So even with --user-config turned on and --local turned off spamd/spamc is
not giving the same result as spamassassin. Clearly it is not executing the
bayes tests, but it also seems to omit razor2, for example.

Also, I'd like to turn off --local only for selected users (the few that
execute spamc from their procmail, not for everybody. (spamc is called
from qmail-scanner-queue.pl, and it's quite heavy to do all tests for *all*
mail.)



-- v --

v@iki.fi
Re: spamc and spamassassin differences? [ In reply to ]
At 03:37 PM 2/13/2004, Ville Herva wrote:
>That is essentially what I've been doing, apart from that I'd like to have
>the non-local tests and user config to be enabled. Here are results for one
>spam:
>
>spamc < new.spam.29004.17779 > new.spam.29004.17779.spamc
>spamassassin < new.spam.29004.17779 > new.spam.29004.17779.spamassassin
>

<snip>

Um.. dude.. take a close look at that output... your runs via spamassassin
and spamc are different because you don't have bayes enabled when running
via spamc.

Try running the spamassassin command again, but this time su to the "spamc"
user first.
Re: spamc and spamassassin differences? [ In reply to ]
On Fri, 13 Feb 2004, Ville Herva wrote:

> spamc < new.spam.29004.17779 > new.spam.29004.17779.spamc
> spamassassin < new.spam.29004.17779 > new.spam.29004.17779.spamassassin
>
> spamd is running with these options:
> /usr/bin/perl -T -w /usr/bin/spamd --max-children=30 --user-config -u spamc

OK, so spamd is running as the user "spamc" and spamassassin is running as
the current user (whoever that is). So in all likelyhood they don't have
the same Bayes databases, and therefore won't generate the same score.

In fact, it seems likely that the spamc user's Bayes database hasn't yet
been trained on enough ham/spam for spamd to make use of it yet.

> Also, I'd like to turn off --local only for selected users (the few that
> execute spamc from their procmail, not for everybody.

Run two instances of spamd on different ports, one with --local and one
without.

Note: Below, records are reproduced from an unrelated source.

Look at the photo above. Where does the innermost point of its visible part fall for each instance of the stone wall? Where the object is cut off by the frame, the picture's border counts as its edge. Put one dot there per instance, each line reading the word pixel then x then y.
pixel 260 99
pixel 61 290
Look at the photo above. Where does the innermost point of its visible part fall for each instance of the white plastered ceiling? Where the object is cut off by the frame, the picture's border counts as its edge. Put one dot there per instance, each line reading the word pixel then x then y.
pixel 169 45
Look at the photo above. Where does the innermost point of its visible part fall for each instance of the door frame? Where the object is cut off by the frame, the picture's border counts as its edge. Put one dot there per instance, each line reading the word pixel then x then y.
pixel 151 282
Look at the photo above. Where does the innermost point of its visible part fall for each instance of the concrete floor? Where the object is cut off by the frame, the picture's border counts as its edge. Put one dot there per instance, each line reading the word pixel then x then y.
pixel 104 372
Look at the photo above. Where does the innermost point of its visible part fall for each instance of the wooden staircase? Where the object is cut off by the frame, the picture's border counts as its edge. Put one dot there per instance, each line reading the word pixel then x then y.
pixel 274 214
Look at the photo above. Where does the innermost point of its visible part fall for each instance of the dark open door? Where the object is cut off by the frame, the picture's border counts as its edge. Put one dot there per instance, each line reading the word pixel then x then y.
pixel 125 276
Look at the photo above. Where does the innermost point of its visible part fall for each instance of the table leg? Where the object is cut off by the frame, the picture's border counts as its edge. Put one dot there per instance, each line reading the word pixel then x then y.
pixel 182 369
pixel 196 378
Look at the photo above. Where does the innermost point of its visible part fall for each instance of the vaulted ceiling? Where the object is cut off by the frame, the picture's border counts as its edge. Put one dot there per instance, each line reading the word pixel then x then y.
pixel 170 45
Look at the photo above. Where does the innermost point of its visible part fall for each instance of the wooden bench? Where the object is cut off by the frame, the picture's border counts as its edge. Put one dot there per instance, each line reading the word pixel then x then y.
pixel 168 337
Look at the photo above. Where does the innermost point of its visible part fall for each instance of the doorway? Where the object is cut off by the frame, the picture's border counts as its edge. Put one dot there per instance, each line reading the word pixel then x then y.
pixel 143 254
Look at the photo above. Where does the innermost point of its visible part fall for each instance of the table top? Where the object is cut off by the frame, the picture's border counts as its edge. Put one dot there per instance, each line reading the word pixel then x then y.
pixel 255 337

Instruct the users calling spamc from procmail to supply the
appropriate -p option.
Re: spamc and spamassassin differences? [ In reply to ]
On Fri, Feb 13, 2004 at 12:47:27PM -0800, you [Bart Schaefer] wrote:
> > spamd is running with these options:
> > /usr/bin/perl -T -w /usr/bin/spamd --max-children=30 --user-config -u spamc
>
> OK, so spamd is running as the user "spamc" and spamassassin is running as
> the current user (whoever that is). So in all likelyhood they don't have
> the same Bayes databases, and therefore won't generate the same score.

Ok, I understand.

My mistake was that I thought spamd flag "--user-config" means it will
execute with the config of the user that calls spamc.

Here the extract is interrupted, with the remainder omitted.